Характерно, что в немом фильме автор говорит о молчании. Вернее, показывает его так, что зрители будто слышат его. Можно представить себе эти две монтажные фразы, лишенные титров. Кто-то из продвинутых кинозрителей и профессиональные критики, вероятнее всего, смогли бы прочесть авторскую мысль, обратить внимание на заключенный в этих фразах контраст. Но могли бы и не заметить намерения режиссера. Оно в соответствии с правилами высокого искусства не лежало на поверхности, было включено в сложнейшую образную структуру, требующую эстетической расшифровки. Киногурманы всех времен, как современники режиссера, так и его потомки, поступали и поступают подобным образом, восхищаясь творческими достижениями документалиста. Но Вертову было нужно, чтобы все зрители, а не только многоопытные профессионалы, увидели и прочувствовали заключенное в этих кадрах сопоставление/противопоставление. Он этого достиг, используя титры.
Ни закадровый текст, произнесенный профессиональным диктором (что, как говорилось выше, было уже нормой в то время), ни непосредственная авторская речь (в начале 1930-х она была уже возможна с точки зрения уровня развития тогдашней кинотехники, но почему-то игнорировалась режиссерами-документалистами), ни какие-нибудь еще творческие решения (вроде закадрового текста, исполненного за кадром театральным актером или даже сыгранного несколькими актерами), – ничто не соблазнило Вертова. Он сделал то, чего хотел. А хотел он, как истый лефовец, друг Маяковского и Родченко, ниспровергатель канонов буржуазного коммерческого искусства и созидатель нового, социалистического, ориентированного на миллионные массы трудящихся, – творить для этих масс, воплощать их энтузиазм, поднимать их до высот подлинного, новаторского искусства. Таковы были декларируемые им творческие цели.

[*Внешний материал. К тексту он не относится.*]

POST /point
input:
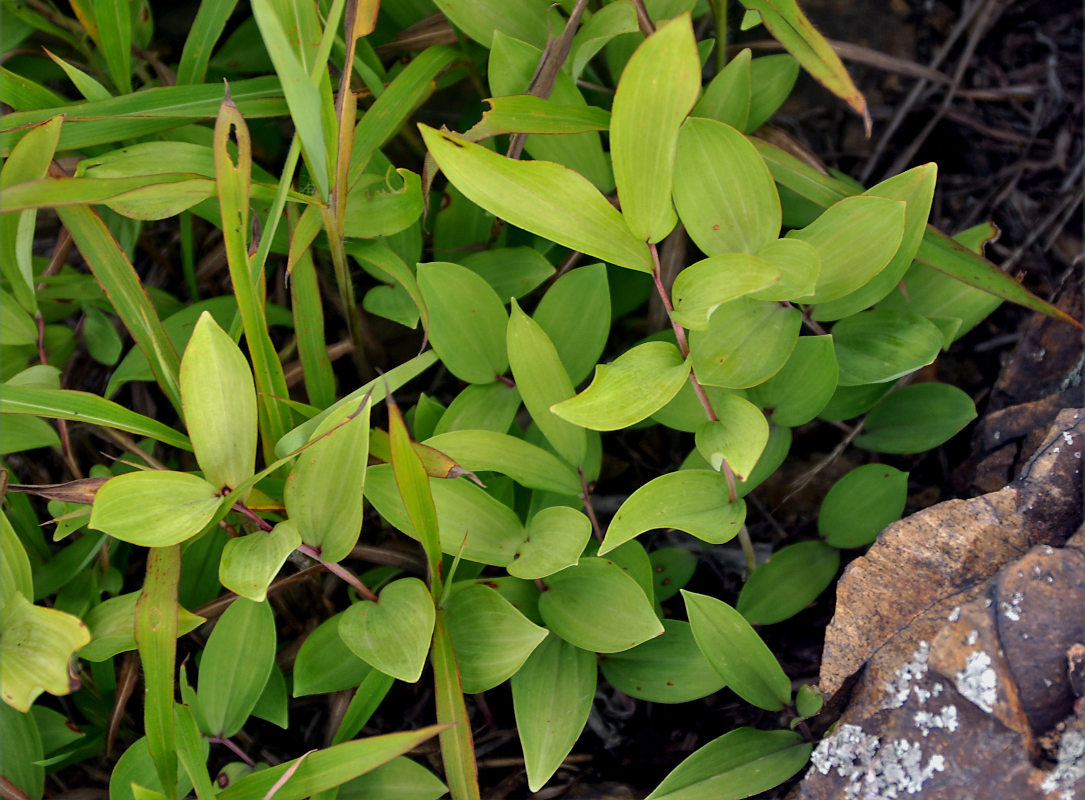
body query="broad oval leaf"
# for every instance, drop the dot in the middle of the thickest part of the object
(690, 500)
(527, 465)
(860, 504)
(737, 651)
(543, 381)
(490, 637)
(553, 540)
(324, 486)
(739, 764)
(219, 401)
(703, 287)
(235, 665)
(154, 509)
(747, 342)
(916, 418)
(667, 669)
(251, 562)
(598, 585)
(467, 321)
(856, 239)
(792, 579)
(798, 393)
(493, 531)
(723, 190)
(738, 436)
(551, 697)
(393, 634)
(656, 90)
(880, 346)
(628, 390)
(539, 197)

К сожалению, кинематографическое начальство не всегда понимало и поддерживало творческие порывы Вертова, что остро и болезненно воспринималось легко ранимым документалистом[110 - Подробнее об этом см.: Вартанов А. Пытки на любой вкус // Художник и власть. – М., 1992.]. Его постоянно преследовали не только эстетическое непонимание со стороны киночиновников, но и их мелкие административные придирки. Недаром, как пишет его биограф, даже в пору своего всеми признанного триумфа, после окончания съемок фильма «Шестая часть мира» Дзиге Вертову пришлось уйти из Совкино, руководство которого стремилось освободиться от режиссера, ставившего не художественные, а документальные фильмы, тем более, что масштабы этих фильмов требовали больших затрат, чем постановка рядовых художественных картин, а прокат далеко не обеспечивал их окупаемости»[111 - Абрамов Н. П. Дзига Вертов. – М.: Издательство Академии наук СССР, 1962. – С. 96—97.].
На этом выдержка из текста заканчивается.